Hurns in particular is paving a legacy, having come up as an undrafted free agent out of the University of Miami. He’s a bit of a Cinderella story on top of helping rebuild a Jaguars franchise that has been on the bottom of the NFL standings for far too long, making him even more endearing to fans. He made the team as a rookie thanks in part to his familiarity with then offensive coordinator Jedd Fisch’s offensive scheme, having played for him in college, and because of his hard work. Hurns turned that effort and dedication into a starting job and proved the coaches right to keep him on the roster by scoring a touchdown in his very first game.
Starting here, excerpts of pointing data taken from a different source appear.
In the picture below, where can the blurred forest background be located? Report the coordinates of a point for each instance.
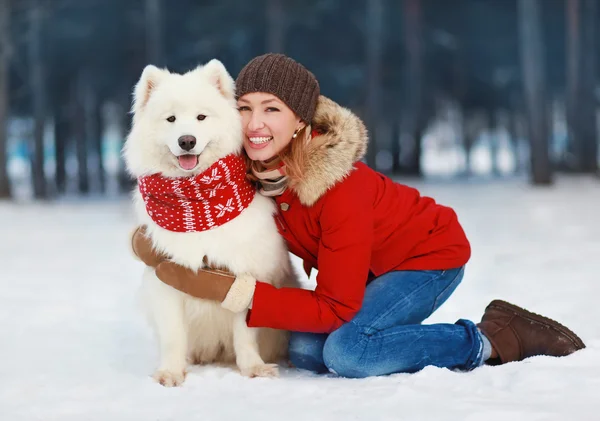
(448, 88)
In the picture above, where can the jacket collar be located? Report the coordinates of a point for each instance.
(342, 141)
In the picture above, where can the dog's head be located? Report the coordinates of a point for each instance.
(182, 123)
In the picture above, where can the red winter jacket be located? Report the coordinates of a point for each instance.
(352, 224)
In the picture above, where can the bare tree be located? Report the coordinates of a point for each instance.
(4, 86)
(374, 57)
(154, 32)
(589, 128)
(275, 26)
(414, 86)
(532, 57)
(38, 92)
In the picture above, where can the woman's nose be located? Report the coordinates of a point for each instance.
(255, 123)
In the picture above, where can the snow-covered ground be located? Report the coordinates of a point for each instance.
(74, 347)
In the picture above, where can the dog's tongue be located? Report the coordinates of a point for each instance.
(188, 162)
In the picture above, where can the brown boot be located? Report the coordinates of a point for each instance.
(516, 334)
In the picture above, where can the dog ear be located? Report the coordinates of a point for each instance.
(220, 78)
(151, 77)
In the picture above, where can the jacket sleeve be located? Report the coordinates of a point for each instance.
(343, 263)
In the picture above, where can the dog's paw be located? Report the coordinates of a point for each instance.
(262, 370)
(169, 378)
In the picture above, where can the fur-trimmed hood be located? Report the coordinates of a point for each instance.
(342, 141)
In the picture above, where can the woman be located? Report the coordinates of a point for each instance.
(387, 257)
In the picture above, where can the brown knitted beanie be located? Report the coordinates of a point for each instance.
(283, 77)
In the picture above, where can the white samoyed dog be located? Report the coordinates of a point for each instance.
(166, 108)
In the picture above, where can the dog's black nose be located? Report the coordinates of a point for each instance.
(187, 142)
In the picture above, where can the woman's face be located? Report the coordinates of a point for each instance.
(268, 125)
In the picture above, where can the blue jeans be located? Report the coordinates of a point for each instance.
(386, 336)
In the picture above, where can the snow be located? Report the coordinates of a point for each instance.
(75, 347)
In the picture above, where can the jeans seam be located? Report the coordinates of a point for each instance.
(368, 329)
(461, 270)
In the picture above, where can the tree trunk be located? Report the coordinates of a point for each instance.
(275, 26)
(93, 131)
(414, 86)
(154, 33)
(373, 53)
(79, 134)
(5, 191)
(61, 134)
(38, 91)
(573, 152)
(532, 57)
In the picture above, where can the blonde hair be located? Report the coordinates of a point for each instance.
(294, 157)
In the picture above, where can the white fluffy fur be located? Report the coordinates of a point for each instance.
(190, 329)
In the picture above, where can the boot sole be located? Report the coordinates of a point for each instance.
(503, 305)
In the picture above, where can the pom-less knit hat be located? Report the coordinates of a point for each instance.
(283, 77)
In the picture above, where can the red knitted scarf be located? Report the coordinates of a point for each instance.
(199, 203)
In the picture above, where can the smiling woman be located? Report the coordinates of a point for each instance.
(387, 257)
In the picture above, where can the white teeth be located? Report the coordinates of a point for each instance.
(259, 140)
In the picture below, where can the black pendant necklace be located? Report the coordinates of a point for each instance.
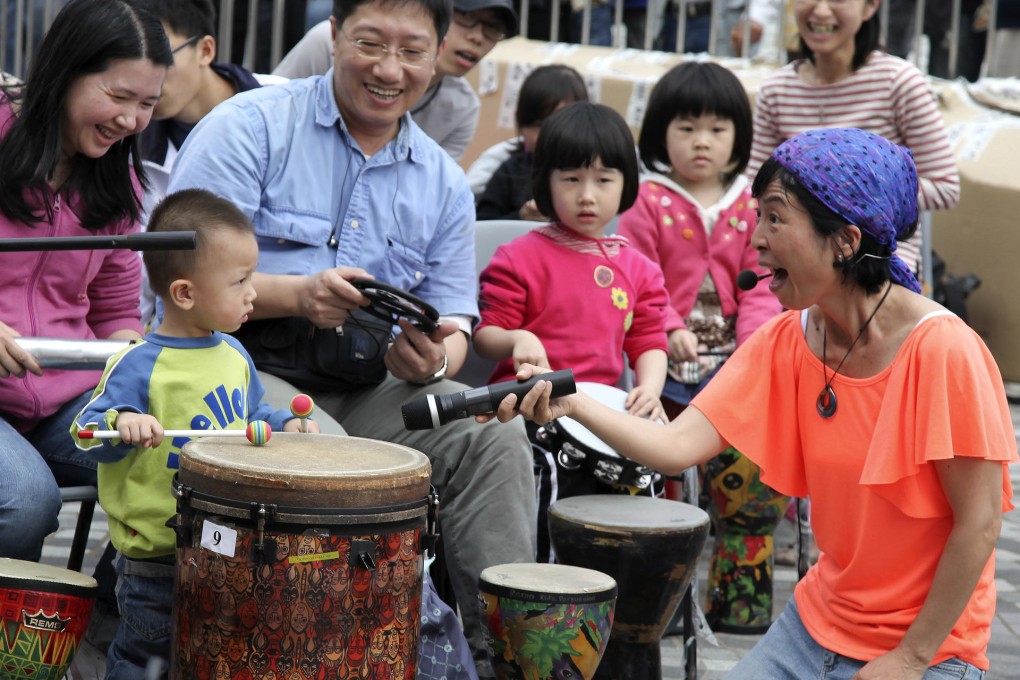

He continued his production last season with an even better year, earning himself a massive four-year, $40 million extension this past off season.
Both players give back to the community as well, especially Hurns. Coming from a single-parent household raised by his mother Erica Wilson, Hurns knows the struggles families can have when a single parent is taking care of everything, which is why he helped establish the 88Blessings foundation. The foundation works to assist single parents in Jax with difficult issues by providing a support system they can turn to.
“The most important part about this is that it’s completely genuine,” Hurns told Brian Jackson of Channel 4 News back in June at an 88Blessings event. “This is something that we went through and that we can relate to with these ladies. My mom was a single mom, so at the end of the day it’s all about love. We want to give back as much as we can.”
“I think every year you are looking for growth,” says offensive coordinator Greg Olson. “We knew it was a young offense a season ago. We added some pieces to it and we are excited about the additions, but we are also excited about the growth of our young players. I think we just concentrate on steady improvement from day to day and practice to practice. They have accepted a lot of challenges, so we are just excited about the growth of them at this point.”
Looking ahead to the 2016 season, the duo is no longer going to be a surprise to other teams. They’ve come a long way since their rookie season, when the offense was among the worst in the NFL, if not the worst. Jags fans rightfully fear that what their seeing isn’t sustainable, too often they have watched guys flare up for a season or so, but then fizzle out. With Hurns and Robinson, fizzling doesn’t seem particularly likely. Just ask their quarterback.
“He [Robinson] is unbelievable. Him and [Allen] Hurns are on the jug machine every day before practice starts,” says Bortles. “The work ethic and the want-to attitude for those two guys is unbelievable. I think they obviously hear all of the hype and all of this stuff about each other and about themselves individually and it does not bother them one bit. They come to work every day and want to get better, want to be a part of this team, and want to make us successful. It is impressive and fun to be around every day.”
Fun is something Jags fans desperately want. And in the NFL, winning games is fun. Waiting for the next draft with hopes of what may be—we've been there, done that. This season just may be the year high expectations are realized. If they are, you can bet Hurns and Robinson will have a hand in it. Four of them, in fact.